The front door opened on the pneumatic hinge.

The last of the interior lights clicked off.
 

Leah, with Stephen York’s journal in her hands, stepped into the street.

The door closed behind her, and Leah turned to look at it.

She could try to re-enter, but was sure that if she did, she’d be told that her access had been revoked by Stephen York, oh-six-one-two-two-oh-nine-seven.

EPISODE 5

Chapter 1

Stephen York’s Journal, Selected Entries:

Dec 22, 2032
 

Dad got me a journal. He called it an early Christmas present. He said, “Stephen York, you’re going to be someone someday, and any life worth living is worth recording.” Totally a Dad thing to say. I asked him if he’d just quoted Tony Robbins again. He does that. He went to see Tony live last year. Tony has to be in his seventies but still jumps around on stage like in Dad’s old videos. I don’t get it. But whatever.
 

So Merry Christmas. I got a book. And not even a book I get to read, but one I have to write in myself.
 

Dad said, “What do you want instead, Stephen? A toy? A video game?” I got his point. That’s what most of my friends want, but only the rich kids are still dicking around with that kind of stuff these days.

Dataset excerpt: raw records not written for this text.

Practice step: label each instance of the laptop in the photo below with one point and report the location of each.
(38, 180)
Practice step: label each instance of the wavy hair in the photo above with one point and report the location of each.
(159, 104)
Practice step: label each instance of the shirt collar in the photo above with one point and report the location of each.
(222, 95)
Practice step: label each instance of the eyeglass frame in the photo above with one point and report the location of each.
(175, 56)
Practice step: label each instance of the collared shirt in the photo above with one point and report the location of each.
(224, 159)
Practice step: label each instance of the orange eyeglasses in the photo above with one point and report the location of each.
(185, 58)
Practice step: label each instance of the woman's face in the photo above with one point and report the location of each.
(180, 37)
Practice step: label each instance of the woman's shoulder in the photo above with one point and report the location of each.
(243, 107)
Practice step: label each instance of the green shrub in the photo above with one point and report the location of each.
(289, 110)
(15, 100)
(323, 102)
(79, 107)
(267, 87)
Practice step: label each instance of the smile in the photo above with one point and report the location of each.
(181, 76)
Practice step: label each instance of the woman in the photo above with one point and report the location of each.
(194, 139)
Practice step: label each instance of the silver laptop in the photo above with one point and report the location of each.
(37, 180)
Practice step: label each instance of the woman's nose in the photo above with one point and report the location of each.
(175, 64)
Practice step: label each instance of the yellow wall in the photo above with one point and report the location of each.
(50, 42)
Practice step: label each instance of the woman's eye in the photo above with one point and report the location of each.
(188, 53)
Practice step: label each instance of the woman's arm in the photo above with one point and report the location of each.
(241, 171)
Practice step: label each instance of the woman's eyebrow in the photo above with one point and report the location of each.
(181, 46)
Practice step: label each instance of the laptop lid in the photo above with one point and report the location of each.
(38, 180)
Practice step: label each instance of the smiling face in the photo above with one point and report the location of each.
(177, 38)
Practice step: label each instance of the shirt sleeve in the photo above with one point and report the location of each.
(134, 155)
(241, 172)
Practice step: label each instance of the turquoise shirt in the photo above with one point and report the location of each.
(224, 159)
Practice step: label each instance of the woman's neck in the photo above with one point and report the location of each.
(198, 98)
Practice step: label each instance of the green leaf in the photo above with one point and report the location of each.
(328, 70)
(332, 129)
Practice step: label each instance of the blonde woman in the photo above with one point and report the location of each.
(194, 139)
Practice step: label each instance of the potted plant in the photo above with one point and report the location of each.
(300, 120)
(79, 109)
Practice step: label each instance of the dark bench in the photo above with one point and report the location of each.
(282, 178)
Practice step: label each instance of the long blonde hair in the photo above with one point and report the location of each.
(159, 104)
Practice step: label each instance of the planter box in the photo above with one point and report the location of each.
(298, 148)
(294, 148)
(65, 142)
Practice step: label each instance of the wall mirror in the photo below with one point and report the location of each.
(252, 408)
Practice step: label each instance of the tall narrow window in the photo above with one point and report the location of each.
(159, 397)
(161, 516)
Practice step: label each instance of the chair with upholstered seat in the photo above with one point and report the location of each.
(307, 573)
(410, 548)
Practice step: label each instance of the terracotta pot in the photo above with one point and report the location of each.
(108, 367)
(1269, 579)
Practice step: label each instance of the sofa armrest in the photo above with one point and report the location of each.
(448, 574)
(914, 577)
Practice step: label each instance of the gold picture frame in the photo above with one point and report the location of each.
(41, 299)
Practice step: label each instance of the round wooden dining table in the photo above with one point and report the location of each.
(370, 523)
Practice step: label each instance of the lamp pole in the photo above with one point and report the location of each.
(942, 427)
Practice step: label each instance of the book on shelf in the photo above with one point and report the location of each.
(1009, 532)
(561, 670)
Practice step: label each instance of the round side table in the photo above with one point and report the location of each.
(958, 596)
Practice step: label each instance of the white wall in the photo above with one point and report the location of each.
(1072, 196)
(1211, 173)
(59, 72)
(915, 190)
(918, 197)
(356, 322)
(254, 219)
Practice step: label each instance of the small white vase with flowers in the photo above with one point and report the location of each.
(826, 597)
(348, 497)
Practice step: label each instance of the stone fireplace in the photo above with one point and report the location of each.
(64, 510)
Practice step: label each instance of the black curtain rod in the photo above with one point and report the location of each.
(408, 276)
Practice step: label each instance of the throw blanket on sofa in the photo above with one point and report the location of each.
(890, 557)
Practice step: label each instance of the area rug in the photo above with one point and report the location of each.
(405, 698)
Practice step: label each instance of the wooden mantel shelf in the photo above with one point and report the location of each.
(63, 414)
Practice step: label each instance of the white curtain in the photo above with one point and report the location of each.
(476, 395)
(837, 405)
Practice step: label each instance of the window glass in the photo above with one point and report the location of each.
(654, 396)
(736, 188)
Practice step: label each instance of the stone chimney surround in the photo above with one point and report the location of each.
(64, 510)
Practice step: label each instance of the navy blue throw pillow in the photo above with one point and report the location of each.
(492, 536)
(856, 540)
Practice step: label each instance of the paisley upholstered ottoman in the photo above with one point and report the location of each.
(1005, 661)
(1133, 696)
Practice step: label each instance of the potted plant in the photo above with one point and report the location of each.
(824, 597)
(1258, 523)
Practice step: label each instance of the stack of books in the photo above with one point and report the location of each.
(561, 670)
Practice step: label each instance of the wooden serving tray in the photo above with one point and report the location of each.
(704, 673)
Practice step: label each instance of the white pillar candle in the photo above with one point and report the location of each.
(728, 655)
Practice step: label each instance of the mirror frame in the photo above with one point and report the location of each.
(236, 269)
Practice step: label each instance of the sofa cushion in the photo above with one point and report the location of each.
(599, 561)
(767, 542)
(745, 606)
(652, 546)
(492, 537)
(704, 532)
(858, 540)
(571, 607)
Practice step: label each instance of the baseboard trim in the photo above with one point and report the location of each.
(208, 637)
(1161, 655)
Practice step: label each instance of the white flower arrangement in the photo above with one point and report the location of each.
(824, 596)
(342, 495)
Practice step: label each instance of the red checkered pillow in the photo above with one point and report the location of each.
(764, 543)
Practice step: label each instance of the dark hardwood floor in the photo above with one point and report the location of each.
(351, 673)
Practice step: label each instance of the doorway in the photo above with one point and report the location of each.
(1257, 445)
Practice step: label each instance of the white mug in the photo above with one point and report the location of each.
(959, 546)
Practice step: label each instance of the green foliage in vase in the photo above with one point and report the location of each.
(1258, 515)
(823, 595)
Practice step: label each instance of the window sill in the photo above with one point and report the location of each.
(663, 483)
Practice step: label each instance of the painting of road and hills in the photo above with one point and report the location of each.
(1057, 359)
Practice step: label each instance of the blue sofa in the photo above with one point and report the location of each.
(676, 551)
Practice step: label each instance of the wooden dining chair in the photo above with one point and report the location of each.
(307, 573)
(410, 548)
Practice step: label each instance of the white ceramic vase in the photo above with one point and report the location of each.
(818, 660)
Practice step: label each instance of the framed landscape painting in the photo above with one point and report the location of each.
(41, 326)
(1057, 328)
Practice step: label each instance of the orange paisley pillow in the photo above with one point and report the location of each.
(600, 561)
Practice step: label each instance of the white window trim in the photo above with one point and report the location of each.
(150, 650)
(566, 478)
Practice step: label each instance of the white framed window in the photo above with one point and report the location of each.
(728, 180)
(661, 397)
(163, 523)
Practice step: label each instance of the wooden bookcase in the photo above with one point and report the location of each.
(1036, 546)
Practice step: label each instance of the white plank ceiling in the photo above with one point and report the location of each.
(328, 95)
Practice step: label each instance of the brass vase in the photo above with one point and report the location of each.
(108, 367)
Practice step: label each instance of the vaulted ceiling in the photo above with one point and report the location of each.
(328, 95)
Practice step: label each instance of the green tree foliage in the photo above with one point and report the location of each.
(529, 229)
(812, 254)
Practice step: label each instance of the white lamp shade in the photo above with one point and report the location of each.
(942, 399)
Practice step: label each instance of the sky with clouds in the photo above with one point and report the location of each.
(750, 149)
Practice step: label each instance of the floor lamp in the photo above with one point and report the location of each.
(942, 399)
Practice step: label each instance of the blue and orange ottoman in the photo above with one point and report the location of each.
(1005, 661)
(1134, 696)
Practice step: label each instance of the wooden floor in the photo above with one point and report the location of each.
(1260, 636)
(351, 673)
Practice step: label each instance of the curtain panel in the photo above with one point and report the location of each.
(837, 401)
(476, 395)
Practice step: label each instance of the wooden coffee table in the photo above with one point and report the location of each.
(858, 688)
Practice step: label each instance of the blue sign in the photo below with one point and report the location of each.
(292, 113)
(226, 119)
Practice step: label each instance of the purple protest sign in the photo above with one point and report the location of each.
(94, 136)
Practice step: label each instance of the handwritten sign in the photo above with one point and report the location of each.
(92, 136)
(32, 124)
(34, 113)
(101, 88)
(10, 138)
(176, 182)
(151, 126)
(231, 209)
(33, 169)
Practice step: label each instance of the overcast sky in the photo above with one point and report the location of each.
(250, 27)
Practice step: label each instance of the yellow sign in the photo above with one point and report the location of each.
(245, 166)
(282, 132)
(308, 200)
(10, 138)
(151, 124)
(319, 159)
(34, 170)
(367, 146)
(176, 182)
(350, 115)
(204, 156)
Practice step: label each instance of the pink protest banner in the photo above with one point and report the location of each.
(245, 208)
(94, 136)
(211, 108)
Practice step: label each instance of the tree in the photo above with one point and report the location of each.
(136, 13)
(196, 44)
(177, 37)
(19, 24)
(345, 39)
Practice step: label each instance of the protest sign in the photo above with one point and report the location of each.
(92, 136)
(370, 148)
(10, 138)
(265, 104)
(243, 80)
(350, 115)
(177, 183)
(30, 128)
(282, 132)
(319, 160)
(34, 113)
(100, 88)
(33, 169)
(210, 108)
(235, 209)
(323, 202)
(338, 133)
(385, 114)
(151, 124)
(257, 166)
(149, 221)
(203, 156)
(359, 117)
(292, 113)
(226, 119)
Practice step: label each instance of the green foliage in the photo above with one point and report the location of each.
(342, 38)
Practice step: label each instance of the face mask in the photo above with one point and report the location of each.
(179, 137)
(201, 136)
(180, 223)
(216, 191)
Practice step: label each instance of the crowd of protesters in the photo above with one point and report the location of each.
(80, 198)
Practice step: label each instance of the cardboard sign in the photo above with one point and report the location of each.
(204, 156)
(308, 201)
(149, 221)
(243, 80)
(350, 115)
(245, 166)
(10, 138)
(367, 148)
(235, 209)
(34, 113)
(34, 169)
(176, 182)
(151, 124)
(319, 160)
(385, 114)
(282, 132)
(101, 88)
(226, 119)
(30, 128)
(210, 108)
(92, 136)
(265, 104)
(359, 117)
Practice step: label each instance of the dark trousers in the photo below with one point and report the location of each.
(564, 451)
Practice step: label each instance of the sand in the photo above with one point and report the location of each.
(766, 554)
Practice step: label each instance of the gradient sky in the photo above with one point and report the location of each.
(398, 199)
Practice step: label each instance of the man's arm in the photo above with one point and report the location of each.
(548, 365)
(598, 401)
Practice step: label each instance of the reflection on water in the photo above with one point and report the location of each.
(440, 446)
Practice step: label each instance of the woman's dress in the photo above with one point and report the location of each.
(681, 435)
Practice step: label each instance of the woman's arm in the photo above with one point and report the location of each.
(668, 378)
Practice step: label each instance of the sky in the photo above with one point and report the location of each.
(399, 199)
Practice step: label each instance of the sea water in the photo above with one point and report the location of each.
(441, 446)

I’m lucky my parents can give me a book, that nobody in our family has been sent to the wars, and that we haven’t been drowned in the floodwaters that would have covered the whole island if not for the levees and hovertech to hold them.
 

Anyway, I got employee of the year today. Pretty fucking boss, considering how hard it was for me to even land the job. They gave me a plaque. Wilson gave a little speech, said it was for “excellent work integrating nanotechnology into fluid gaming environments.” I can’t believe this is my job. I could be working at Sloppy’s to help my family pay the bills, but instead I get to play video games. Javier was pissed, by the way. He was 24 when he won last year, and they made such a big deal about his being so young, and I beat that by nine years. He said I got lucky. I called him an old man.
 

Dec 23, 2032

I got like ten calls today from recruiters. Apparently Javier got them too when he won, but he turned them all down because he said he had a secure, steady career at Zenka Games. He said he used the other offers as leverage to land a big raise, but that going to a new company felt too risky. He said that when you’re the new guy, you’re the first to go if the company gets into trouble. He said times were too uncertain, and that if the east invaded or if global war broke out or even if people just got afraid, the economy could collapse. He didn’t want to end up in the rabble. Jobs are precious, and he’d built up a few years of seniority at Zenka.